Studying Philosophy at a Liberal Arts College
- Doris M
Liberal arts colleges typically focus on teaching humanities. This includes philosophy. In a small college, it is a good place to learn the workings of the mind and go the extra mile to experiment and get more after class sessions with professors to discuss topics and findings based on research or otherwise. In a liberal arts college, the professors focus a lot on the quality of their curriculum and delivery. Did the student understand? Can we have a discussion about it? They are eager to have their students participate not only in the classroom but outside of their familiar set up.
Students are encouraged and exposed to research and work on campus earlier than in public or other research institutions. The students also have more freedom to choose the subjects that are of interest to them and do their own work to their highest potential. They are encouraged to go the extra mile and form discussions with friends and likeminded to students to nurture their interest. The liberal arts colleges also have a primary focus rooted in critical thinking and communication skills. Both of which are involved in the study of philosophy, making a liberal arts college among the first choices to study it as a major.
Students who want to study philosophy are naturally curious and have many questions about life and society. They closely follow the teachings from different schools of thought. Engage in frequent reading to educate themselves to become fully articulate with topics of a philosophical nature. They prefer to be logically consistent than to be politically correct. They also have a genuine interest in philosophers and how they came to shape governments and the behavior in society. The best place to explore as a means to engage in your education is in a liberal arts college.
Philosophy improves your ability to see the different perspectives in opposite claims. In a small college the professors emphasize understanding and even though students may not achieve conclusive proof to support their arguments initially, the do got useful clarification that modifies their thinking. Students are taught to think critically and analytically. To derive answers from questions when solving complex problems. They are also encouraged to apply their knowledge to real-life settings. For example while on an internship and gain some hands-on experience.
The education offered at a liberal arts colleges leans more towards being more creative and innovative. Hence, motivating and modeling their students to think more out of the box. Because the classes are small, students also enjoy teamwork and develop their collaborative skills while studying. There is freedom to form groups and even get to know everyone in the classroom at a liberal arts college. Making a more open and safe space to voice your thoughts and get constructive criticism.
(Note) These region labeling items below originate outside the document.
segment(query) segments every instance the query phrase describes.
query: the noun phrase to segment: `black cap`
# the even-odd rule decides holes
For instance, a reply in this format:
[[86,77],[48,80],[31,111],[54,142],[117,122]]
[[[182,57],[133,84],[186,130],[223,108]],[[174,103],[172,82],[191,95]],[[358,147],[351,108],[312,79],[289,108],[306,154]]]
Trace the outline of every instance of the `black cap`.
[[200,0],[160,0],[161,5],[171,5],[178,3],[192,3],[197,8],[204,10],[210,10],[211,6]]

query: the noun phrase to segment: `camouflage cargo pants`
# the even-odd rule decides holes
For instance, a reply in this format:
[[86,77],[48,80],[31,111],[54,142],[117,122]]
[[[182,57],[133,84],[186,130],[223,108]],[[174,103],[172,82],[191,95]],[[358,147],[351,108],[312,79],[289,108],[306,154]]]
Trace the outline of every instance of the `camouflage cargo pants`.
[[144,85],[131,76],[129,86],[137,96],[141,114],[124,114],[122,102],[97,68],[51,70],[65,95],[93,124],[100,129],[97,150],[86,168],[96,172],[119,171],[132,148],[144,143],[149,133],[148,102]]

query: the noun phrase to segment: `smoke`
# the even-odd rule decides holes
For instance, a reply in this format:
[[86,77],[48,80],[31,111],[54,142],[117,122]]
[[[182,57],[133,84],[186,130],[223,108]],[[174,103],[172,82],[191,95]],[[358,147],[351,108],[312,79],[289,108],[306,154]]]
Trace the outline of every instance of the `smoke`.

The statistics also show that students who majored in a philosophy degree do better at entrance exams for professional and graduate schools. Better than business majors and only passed by mathematics and physics majors in some areas. Arguably philosophy students are among the smartest students out there and coupled with an education at a liberal arts college they have added advantages over the rest. As there is no direct route to getting a long-term stable job or career, philosophy is also a desirable choice of study. More so because employers look for innovative employees who can communicate clearly and effectively using critical thinking skills. Sound like philosophy yet? Some people may argue that philosophy is exactly what you need to be creative and survive in the business world.